On to Saturday. The VNA nurse comes again. At this point I have used all the trach care kits given to me because my trach keeps getting clogged with huge blood clots that require me to take the trach tube out and clean it because I can't breath through these clots. The nurse calls the dr that put it in (yes the doctor that is currently on vacation) and he says to go to the ER. So off to the ER we go. Also decide to mention to the ER that despite 80mg of lasix my feet are so swollen with severe edema that I can't walk and nothing fits on my feet. Oh, but does the ER want to do anything? nope. They give us a few more supplies and tell us that after talking to Dr. Constantino (the dr that sent us to the ER) that coughing up blood is normal for a new trach. (then whey did he send us to the ER?) They did do a chest xray and that is all fine. So we left with one more trach kit, some ampules of saline to squirt in my trach, and a few more supplies  to get through the weekend. Apria still has not come with o2 or supplies.

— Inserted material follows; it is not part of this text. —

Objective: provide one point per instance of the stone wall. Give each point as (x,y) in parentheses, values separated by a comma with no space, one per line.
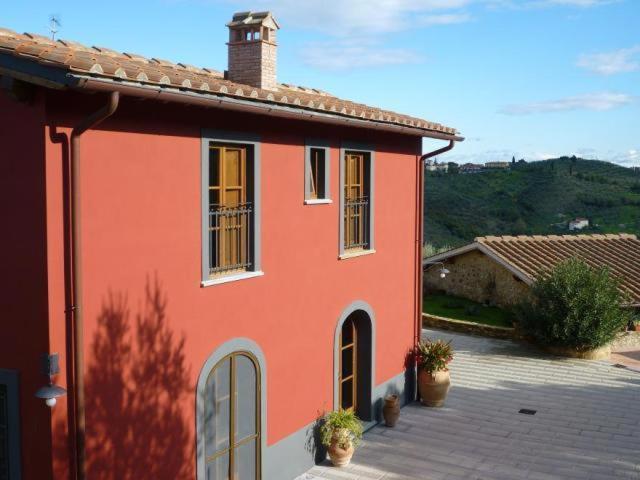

So we get through Sunday. I sleep and watch tv because there isn't much else I can do. It is now Monday. We try to get me into rehab. The VNA and my pcp are trying to work together. There is a rehab facility in town that does pulmonary rehab that would be perfect. Guess what? Medicaid won't cover skilled nursing care. haha. Life is such a collasal joke. I can't get into rehab because it isn't covered by insurance. Did I mention that Apria still hasn't come. The pulmonologist is supposed to be signing and faxing over orders so they can deliver what I need, but yet it still hasn't been done. We have been making phone calls all day. My pcp's suggestion was to go back to the ER, to which we siad no because they aren't even going to treat me but rather they will just send me home again, so what is the point of sitting there for hours. Now it is 4 o'clock and despite countless calls made by my mom and VNA since I have no voice, still no change. VNA is trying to get the pulmo to direct admit me and finally do the job they should've done originally. Yes, some of my doctors suck. Some of them are great and are trying their best to move mountains and get things done. My VNA nurse is an angel and really couldn't do more than she is.